Swanson has always been a family guy first, and pure class, which tells you all you need to know about the people who raised him and the people who surround him.

Hockey can be hard on a family -- long road trips for the player, and nearly every Friday and Saturday and plenty of Sundays are game nights. The wives and kids and family sacrifice too.

"It'll be nice to have a weekend with my kids and family," Swanson said.

This feels right to him.

"I can sit around and B.S. myself and say, 'Maybe it's not time,' " Swanson said. "But I know I need to move on."

Now he will have time to coach his kids in hockey, as Lynn coaches them in soccer. There will be more time for camping, for nights at home.

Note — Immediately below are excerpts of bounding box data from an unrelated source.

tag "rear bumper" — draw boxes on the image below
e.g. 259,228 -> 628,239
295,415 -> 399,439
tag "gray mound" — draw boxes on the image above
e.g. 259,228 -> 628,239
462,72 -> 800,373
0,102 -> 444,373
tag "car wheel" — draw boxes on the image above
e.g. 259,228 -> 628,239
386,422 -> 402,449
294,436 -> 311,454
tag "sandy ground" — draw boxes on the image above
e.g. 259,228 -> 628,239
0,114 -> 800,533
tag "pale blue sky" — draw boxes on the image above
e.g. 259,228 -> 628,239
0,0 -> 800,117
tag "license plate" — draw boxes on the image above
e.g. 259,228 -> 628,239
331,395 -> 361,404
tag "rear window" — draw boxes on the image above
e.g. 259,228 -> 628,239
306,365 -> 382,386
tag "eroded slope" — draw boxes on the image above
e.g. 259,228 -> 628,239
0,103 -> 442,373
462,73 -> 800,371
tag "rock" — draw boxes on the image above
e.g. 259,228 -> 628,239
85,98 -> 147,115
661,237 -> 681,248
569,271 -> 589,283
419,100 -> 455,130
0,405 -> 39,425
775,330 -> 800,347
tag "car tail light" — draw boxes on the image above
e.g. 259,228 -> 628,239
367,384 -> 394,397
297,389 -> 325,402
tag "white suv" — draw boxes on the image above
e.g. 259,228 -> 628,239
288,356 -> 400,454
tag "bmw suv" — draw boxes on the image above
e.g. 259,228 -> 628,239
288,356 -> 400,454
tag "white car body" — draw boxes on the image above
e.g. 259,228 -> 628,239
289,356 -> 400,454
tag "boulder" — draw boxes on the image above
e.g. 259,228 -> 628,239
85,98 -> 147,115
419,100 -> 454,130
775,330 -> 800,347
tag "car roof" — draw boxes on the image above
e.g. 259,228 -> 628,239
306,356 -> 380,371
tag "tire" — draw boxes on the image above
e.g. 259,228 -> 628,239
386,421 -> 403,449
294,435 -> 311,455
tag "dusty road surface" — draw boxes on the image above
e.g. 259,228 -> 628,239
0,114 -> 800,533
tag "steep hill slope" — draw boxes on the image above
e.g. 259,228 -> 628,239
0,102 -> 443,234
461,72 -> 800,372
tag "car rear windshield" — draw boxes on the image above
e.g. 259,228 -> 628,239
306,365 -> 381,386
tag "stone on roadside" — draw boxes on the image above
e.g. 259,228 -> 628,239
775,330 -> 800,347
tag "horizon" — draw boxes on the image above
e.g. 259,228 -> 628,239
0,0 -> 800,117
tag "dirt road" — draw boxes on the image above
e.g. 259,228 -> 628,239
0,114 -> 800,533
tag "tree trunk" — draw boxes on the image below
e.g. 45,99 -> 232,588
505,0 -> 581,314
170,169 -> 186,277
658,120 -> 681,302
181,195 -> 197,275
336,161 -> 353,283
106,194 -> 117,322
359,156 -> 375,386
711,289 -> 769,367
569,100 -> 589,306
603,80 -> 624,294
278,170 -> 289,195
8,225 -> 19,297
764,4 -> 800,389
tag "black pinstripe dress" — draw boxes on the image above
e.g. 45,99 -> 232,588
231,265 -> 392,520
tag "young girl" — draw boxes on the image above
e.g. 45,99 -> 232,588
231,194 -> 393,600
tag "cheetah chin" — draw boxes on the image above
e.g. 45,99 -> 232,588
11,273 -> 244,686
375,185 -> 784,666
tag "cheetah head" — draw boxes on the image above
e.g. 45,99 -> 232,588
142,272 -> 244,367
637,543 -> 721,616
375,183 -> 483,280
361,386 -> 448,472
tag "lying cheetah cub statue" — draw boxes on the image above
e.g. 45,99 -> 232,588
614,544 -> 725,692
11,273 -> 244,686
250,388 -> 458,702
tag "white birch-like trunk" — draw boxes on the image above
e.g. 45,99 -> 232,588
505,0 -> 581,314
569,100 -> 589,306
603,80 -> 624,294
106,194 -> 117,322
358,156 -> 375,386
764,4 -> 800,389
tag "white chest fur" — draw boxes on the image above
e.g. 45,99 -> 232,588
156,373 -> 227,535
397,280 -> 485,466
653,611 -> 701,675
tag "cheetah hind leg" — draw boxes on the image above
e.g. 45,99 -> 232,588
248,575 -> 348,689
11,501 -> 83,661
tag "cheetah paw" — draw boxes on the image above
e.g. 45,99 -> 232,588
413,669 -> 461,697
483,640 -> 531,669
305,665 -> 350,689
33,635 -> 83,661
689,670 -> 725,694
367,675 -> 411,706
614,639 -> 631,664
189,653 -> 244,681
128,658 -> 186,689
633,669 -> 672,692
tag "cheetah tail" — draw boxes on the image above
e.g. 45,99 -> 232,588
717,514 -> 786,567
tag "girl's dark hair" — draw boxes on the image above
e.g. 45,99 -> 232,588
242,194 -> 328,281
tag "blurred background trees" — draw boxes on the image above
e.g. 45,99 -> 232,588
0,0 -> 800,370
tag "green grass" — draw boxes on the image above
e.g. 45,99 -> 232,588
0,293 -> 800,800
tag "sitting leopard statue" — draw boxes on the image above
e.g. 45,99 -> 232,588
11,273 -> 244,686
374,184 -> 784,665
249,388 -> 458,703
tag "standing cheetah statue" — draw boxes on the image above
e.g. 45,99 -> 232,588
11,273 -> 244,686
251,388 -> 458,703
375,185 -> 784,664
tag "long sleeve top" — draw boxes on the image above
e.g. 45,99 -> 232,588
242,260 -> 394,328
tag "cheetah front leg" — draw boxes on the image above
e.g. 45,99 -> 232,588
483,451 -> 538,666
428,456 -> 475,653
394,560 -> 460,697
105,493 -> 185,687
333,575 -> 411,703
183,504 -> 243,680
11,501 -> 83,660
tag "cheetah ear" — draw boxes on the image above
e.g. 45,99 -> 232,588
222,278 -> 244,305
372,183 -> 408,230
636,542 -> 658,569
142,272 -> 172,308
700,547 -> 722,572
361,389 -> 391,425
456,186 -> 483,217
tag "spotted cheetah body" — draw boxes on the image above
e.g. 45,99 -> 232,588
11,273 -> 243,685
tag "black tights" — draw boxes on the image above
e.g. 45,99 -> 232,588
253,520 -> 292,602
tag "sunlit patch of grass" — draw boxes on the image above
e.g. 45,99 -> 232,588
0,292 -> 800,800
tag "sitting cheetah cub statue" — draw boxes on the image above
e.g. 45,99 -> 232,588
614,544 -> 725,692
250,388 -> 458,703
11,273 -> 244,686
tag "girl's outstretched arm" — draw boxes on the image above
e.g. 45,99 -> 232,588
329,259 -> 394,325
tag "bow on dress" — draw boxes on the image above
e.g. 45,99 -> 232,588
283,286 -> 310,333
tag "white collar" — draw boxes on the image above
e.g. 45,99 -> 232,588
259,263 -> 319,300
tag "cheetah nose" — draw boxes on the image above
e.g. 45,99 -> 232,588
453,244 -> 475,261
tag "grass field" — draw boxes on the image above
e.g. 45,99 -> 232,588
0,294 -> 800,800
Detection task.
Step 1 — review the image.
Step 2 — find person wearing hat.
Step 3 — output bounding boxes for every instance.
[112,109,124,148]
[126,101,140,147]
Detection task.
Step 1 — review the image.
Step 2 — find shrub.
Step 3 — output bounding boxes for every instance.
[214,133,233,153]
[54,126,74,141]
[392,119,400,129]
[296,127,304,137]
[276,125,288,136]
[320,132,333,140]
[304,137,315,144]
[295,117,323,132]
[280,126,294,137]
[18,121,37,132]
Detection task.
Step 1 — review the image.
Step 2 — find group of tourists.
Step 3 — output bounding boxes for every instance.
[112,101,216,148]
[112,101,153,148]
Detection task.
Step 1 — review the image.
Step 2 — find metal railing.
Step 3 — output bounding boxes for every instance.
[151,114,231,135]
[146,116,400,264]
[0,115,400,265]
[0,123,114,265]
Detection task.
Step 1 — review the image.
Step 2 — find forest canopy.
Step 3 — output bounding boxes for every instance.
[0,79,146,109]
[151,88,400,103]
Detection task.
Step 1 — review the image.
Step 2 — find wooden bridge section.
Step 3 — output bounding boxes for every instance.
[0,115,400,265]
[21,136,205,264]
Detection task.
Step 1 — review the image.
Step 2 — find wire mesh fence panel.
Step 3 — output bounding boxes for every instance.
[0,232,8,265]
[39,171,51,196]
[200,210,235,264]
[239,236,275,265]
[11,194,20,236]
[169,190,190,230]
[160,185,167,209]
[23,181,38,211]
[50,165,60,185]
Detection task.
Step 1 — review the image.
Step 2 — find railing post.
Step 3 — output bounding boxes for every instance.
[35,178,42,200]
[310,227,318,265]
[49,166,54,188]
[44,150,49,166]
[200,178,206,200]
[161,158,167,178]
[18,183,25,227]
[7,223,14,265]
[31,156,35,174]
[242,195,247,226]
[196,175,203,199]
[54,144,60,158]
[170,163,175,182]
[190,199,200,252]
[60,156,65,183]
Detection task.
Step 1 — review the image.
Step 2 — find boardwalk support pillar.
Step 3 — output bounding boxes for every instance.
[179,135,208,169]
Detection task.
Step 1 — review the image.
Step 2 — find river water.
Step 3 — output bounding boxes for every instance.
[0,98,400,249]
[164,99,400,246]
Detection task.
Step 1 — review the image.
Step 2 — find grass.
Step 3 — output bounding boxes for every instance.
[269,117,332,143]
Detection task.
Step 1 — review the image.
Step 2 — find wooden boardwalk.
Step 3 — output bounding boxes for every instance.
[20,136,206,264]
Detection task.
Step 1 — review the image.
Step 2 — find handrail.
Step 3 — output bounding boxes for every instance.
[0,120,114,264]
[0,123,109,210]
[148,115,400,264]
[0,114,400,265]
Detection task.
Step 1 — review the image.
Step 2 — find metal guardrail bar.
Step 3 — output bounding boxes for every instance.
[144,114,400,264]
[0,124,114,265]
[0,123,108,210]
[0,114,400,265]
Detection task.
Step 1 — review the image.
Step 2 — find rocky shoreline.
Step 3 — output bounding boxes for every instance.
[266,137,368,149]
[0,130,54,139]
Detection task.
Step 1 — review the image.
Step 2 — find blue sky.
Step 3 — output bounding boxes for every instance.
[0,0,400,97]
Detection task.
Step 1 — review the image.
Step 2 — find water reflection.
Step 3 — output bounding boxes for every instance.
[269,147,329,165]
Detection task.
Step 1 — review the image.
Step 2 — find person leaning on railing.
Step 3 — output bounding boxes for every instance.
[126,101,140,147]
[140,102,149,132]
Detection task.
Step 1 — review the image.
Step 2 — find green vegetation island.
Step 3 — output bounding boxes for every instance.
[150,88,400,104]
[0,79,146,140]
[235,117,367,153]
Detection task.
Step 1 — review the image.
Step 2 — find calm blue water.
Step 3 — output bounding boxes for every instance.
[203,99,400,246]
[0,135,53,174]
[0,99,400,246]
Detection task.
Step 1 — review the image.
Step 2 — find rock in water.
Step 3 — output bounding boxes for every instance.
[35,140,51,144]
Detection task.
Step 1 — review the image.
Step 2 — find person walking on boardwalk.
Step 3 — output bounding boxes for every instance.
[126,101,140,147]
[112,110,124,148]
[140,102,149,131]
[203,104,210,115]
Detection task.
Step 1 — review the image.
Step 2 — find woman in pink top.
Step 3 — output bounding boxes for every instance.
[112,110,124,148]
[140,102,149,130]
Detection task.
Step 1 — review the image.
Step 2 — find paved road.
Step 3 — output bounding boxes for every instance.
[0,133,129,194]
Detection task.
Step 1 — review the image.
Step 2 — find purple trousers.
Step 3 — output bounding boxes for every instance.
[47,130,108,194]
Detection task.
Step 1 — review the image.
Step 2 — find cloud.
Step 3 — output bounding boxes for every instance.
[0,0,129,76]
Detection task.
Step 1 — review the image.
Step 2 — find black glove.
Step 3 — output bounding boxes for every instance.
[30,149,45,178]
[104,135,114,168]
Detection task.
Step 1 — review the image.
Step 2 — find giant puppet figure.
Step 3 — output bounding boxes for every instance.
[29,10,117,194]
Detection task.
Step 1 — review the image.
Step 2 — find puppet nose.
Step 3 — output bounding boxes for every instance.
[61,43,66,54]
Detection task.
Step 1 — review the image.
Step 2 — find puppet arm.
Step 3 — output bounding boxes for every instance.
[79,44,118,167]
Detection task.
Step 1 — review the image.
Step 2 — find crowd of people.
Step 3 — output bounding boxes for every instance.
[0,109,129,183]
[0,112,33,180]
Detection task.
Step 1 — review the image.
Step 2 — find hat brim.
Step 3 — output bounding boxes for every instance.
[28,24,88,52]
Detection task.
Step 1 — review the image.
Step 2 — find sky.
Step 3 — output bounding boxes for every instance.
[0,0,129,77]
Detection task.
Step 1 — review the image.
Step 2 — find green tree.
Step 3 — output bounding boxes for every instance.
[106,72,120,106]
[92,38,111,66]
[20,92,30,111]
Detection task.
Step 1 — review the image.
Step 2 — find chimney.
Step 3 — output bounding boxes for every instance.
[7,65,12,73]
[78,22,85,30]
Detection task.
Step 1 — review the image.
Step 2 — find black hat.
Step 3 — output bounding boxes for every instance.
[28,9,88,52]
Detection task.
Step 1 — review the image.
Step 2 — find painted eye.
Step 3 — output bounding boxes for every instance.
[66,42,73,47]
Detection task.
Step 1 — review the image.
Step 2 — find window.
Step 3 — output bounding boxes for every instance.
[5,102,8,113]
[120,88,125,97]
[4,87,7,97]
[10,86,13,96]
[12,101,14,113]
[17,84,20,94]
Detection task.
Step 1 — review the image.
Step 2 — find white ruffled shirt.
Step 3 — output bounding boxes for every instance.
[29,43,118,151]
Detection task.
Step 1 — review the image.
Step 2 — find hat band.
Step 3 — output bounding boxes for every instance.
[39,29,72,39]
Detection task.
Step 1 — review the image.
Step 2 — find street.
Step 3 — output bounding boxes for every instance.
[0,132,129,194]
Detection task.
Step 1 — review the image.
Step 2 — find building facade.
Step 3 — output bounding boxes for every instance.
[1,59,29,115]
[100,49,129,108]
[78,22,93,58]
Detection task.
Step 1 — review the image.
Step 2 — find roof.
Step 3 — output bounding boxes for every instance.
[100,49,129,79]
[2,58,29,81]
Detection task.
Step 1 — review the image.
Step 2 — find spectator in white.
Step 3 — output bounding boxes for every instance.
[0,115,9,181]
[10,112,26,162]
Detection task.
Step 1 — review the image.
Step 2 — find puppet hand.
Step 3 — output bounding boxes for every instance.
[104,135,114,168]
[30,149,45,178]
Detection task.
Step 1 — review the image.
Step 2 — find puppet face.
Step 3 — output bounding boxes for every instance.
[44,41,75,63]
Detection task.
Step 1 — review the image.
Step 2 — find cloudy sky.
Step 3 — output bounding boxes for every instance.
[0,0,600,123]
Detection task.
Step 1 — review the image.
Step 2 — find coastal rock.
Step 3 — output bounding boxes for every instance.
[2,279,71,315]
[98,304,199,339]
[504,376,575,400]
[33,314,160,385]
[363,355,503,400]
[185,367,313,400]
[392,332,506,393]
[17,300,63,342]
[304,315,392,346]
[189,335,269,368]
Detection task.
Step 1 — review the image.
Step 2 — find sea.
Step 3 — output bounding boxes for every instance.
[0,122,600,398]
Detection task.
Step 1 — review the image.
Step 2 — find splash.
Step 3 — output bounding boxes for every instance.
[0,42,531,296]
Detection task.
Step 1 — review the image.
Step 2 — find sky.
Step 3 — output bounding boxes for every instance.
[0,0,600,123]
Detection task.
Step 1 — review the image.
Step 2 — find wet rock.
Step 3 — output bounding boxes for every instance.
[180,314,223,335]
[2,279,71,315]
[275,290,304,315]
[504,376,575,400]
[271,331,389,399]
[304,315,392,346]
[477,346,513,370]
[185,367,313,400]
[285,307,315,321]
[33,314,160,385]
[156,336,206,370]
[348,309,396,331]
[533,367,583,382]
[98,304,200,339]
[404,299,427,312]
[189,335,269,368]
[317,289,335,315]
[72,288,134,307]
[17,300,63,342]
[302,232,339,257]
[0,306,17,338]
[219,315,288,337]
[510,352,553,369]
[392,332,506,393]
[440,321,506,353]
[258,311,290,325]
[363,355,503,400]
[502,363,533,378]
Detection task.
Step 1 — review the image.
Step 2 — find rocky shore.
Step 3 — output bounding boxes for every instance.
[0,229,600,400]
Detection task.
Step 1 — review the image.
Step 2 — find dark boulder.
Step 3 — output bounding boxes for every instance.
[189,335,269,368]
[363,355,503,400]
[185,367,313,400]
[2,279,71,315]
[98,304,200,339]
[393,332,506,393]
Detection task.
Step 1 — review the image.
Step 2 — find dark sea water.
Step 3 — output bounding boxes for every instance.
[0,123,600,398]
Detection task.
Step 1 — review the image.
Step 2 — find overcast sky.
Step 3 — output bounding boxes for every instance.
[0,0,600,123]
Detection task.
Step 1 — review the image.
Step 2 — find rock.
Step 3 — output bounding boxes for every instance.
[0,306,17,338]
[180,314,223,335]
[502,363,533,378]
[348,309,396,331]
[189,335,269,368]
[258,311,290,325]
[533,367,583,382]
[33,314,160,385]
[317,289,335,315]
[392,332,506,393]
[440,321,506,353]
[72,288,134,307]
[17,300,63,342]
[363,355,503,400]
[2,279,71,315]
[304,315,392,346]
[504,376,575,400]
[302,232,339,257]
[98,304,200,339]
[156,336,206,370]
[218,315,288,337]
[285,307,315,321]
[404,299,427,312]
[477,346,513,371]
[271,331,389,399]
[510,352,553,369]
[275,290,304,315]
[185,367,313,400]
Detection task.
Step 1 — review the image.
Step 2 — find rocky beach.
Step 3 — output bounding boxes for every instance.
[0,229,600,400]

Saying goodbye is never easy, and it may be months before Swanson fully understands what he's left behind.

"I don't think it's going to hit Brian until the fall, and there's training camp, and he's not going anywhere," Lynnie said.

She's probably right. But family will help get him through it. They have to move on too. So, it's not just Brian moving on. The Swansons are moving on.

Late Wednesday night, when Swanson was ready to depart Sullivan Arena for the last time as a player, there was another sign he was done. Young Mac made his way up and down the stick rack outside the Aces' dressing room and hauled away all the cut-down twigs he uses for floor hockey at the arena.

"He had to clean out his stall too," Lynnie said.